I have read the original Viola Jones article, the Wikipedia article, the openCV manual and these SO answers:
How does the Viola-Jones face detection method work?
Defining an (initial) set of Haar Like Features
I am trying to implement my own version of the two detectors in the original article (the Adaboost-200-features version and the final cascade version), but something is missing in my understanding, specifically with how the 24 x 24 detector works on the entire image and (maybe) its sub-images on (maybe) different scales. To my understanding, during detection:
(1) The image integral is computed twice, for image variance normalization, once as is, once squared:
The variance of an image sub-window can be computed quickly using a pair of integral images.
(2) The 24 x 24 square detector is moved across the normalized image in steps of 1 pixel, deciding for each square whether it is a face (or a different object) or not:
The final detector is scanned across the image at multiple scales and locations.
(3) Then the image is scaled to be 1.25 smaller, and we go back to (1)
This is done 12 times until the smaller side of the image rectangle is 24 pixels long (288 in original image divided by (1.25 ^ (12 - 1)) is just over 24):
a 384 by 288 pixel image is scanned at 12 scales each a factor of 1.25 larger than the last.
But then I see this quote in the article:
Scaling is achieved by scaling the detector itself, rather than scaling the image.

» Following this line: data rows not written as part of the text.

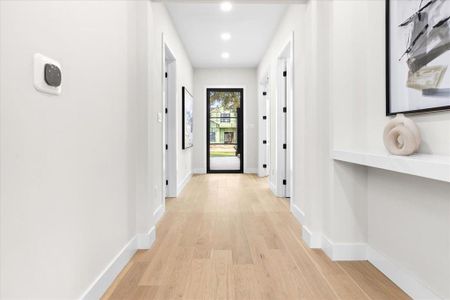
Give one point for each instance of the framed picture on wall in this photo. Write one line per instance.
(417, 56)
(188, 119)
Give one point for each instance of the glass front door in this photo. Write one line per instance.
(225, 151)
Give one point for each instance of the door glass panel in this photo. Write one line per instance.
(224, 144)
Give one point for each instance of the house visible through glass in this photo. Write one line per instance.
(223, 130)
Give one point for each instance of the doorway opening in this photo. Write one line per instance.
(284, 122)
(264, 164)
(225, 138)
(169, 124)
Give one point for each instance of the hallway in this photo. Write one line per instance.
(227, 237)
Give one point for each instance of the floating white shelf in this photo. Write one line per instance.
(423, 165)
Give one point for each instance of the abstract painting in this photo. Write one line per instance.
(188, 119)
(418, 56)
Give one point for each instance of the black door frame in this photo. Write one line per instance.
(240, 129)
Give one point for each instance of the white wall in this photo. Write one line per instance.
(340, 104)
(407, 217)
(163, 26)
(242, 78)
(69, 169)
(80, 173)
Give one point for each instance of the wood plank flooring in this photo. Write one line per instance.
(228, 237)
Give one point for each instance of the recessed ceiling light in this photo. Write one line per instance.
(225, 36)
(226, 6)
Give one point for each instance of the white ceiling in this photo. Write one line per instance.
(251, 26)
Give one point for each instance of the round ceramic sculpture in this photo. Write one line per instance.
(401, 136)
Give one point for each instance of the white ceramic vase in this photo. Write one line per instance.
(401, 136)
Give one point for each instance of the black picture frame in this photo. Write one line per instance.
(240, 132)
(388, 72)
(184, 91)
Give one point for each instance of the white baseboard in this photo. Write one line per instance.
(146, 240)
(298, 213)
(141, 241)
(404, 279)
(159, 213)
(313, 240)
(199, 171)
(106, 278)
(344, 251)
(183, 183)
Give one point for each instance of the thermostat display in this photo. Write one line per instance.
(47, 75)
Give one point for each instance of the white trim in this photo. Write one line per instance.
(404, 279)
(159, 213)
(105, 279)
(199, 171)
(146, 240)
(298, 213)
(205, 111)
(344, 251)
(251, 171)
(313, 240)
(169, 121)
(273, 188)
(182, 184)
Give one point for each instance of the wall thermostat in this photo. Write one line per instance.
(47, 75)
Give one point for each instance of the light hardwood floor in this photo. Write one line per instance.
(228, 237)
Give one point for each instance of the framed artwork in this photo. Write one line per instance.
(417, 56)
(188, 119)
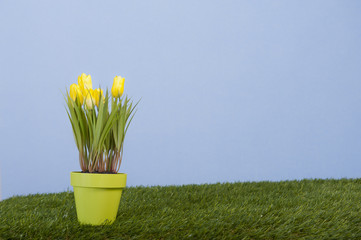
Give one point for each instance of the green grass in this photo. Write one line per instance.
(307, 209)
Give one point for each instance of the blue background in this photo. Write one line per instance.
(231, 90)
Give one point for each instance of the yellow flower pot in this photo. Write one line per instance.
(97, 196)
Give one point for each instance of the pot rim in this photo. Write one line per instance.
(98, 180)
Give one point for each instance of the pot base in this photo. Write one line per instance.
(97, 196)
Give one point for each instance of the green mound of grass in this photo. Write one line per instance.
(307, 209)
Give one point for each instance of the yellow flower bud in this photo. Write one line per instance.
(97, 94)
(118, 86)
(85, 83)
(89, 100)
(75, 93)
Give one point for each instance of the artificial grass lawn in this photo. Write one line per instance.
(307, 209)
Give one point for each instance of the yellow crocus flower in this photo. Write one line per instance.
(75, 93)
(85, 83)
(97, 94)
(89, 100)
(118, 87)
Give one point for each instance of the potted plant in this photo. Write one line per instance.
(99, 122)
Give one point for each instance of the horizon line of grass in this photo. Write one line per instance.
(290, 209)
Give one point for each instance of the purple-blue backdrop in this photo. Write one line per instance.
(231, 90)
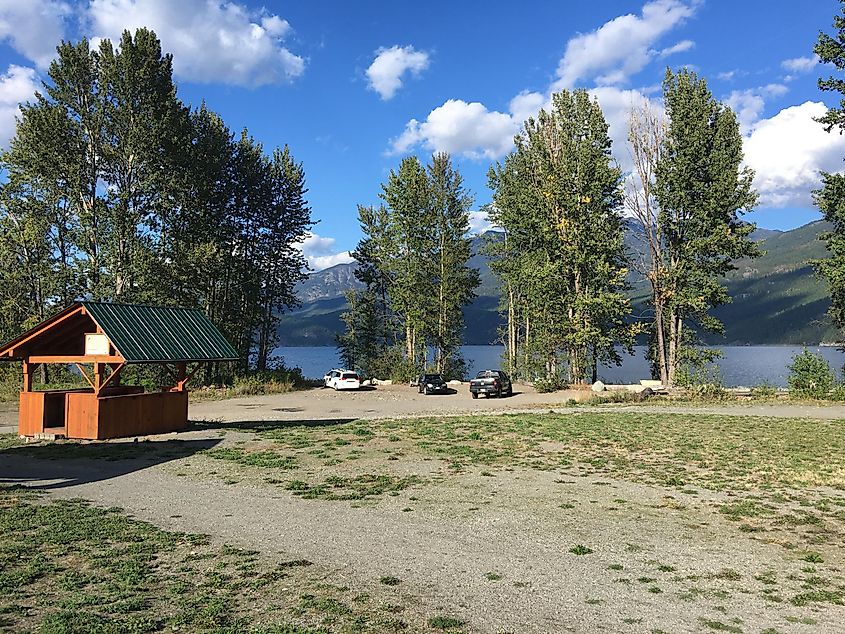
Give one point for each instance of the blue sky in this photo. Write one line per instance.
(353, 87)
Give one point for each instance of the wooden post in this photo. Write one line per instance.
(27, 376)
(98, 376)
(115, 376)
(182, 371)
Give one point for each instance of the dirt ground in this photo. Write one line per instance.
(393, 401)
(492, 547)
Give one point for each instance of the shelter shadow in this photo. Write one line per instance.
(60, 465)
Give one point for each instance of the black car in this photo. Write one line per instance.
(432, 384)
(491, 383)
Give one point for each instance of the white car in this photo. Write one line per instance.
(328, 376)
(343, 380)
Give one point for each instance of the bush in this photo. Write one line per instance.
(810, 376)
(764, 390)
(549, 384)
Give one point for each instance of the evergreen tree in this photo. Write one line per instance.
(701, 189)
(115, 190)
(831, 197)
(557, 198)
(455, 281)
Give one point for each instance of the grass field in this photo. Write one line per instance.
(66, 566)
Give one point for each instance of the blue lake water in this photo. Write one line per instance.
(740, 365)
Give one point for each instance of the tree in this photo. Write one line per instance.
(116, 190)
(407, 260)
(413, 261)
(455, 281)
(700, 189)
(557, 197)
(831, 197)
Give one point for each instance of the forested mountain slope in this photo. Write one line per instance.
(777, 299)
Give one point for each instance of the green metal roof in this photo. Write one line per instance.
(144, 334)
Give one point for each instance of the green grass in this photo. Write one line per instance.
(268, 459)
(351, 488)
(445, 623)
(68, 567)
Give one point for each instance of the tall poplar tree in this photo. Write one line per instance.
(115, 190)
(413, 261)
(558, 199)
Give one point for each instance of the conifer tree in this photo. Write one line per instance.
(831, 197)
(557, 197)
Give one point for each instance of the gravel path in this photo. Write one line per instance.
(511, 525)
(396, 401)
(493, 549)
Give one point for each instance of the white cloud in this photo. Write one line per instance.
(527, 104)
(616, 104)
(17, 86)
(800, 64)
(621, 47)
(479, 222)
(680, 47)
(33, 27)
(210, 41)
(463, 128)
(787, 152)
(321, 252)
(748, 104)
(386, 71)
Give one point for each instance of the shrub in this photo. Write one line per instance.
(549, 384)
(810, 376)
(764, 390)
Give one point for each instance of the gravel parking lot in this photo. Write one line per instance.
(504, 524)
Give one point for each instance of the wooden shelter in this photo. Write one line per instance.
(108, 337)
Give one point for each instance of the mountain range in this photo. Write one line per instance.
(776, 298)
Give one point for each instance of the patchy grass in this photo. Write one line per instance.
(707, 451)
(66, 566)
(351, 488)
(267, 459)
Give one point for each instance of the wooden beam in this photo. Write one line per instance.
(183, 383)
(112, 377)
(98, 377)
(27, 376)
(84, 374)
(58, 358)
(46, 326)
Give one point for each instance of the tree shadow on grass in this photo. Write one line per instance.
(258, 426)
(64, 464)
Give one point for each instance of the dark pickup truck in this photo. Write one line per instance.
(432, 384)
(491, 383)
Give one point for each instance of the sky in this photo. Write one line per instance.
(353, 87)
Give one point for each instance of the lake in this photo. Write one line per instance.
(740, 365)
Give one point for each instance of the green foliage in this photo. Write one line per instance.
(764, 390)
(701, 190)
(831, 197)
(810, 376)
(562, 262)
(549, 384)
(116, 190)
(413, 261)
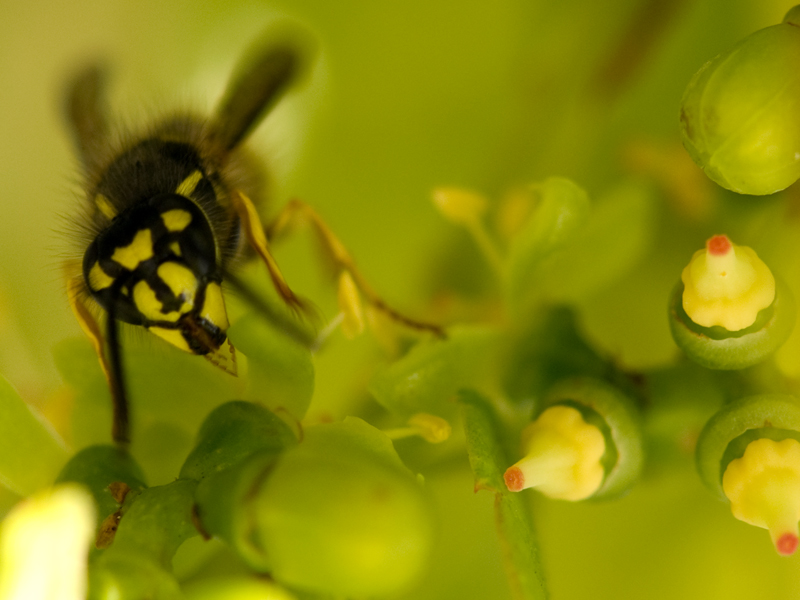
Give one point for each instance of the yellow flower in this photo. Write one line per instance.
(726, 285)
(764, 489)
(562, 456)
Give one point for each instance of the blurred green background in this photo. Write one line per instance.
(406, 96)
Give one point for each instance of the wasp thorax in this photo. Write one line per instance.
(156, 266)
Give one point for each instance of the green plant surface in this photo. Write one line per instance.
(504, 99)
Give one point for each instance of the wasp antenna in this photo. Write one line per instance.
(252, 91)
(87, 112)
(121, 428)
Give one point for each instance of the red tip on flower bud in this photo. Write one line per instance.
(515, 479)
(786, 544)
(719, 245)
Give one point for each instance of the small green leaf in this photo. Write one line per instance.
(231, 433)
(428, 377)
(486, 457)
(561, 210)
(280, 370)
(512, 510)
(97, 467)
(31, 454)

This process makes sense because the features can be evaluated at any scale with the same cost. Good detection results were obtained using scales which are a factor of 1.25 apart.
And I see this quote in the Wikipedia article:
Instead of scaling the image itself (e.g. pyramid-filters), we scale the features.
And I'm thrown off understanding what exactly is going on. How can the 24 x 24 detector be scaled? The entire set of features calculated on this area (whether in the 200-features version or the ~6K-cascade version) is based on originally exploring the 162K possible features of this 24 x 24 rectangle. And why did I get that the pyramid-paradigm still holds for this algorithm?
What should change in the above algorithm? Is it the image which is scaled or the 24 x 24 detector, and if it is the detector how is it exactly done?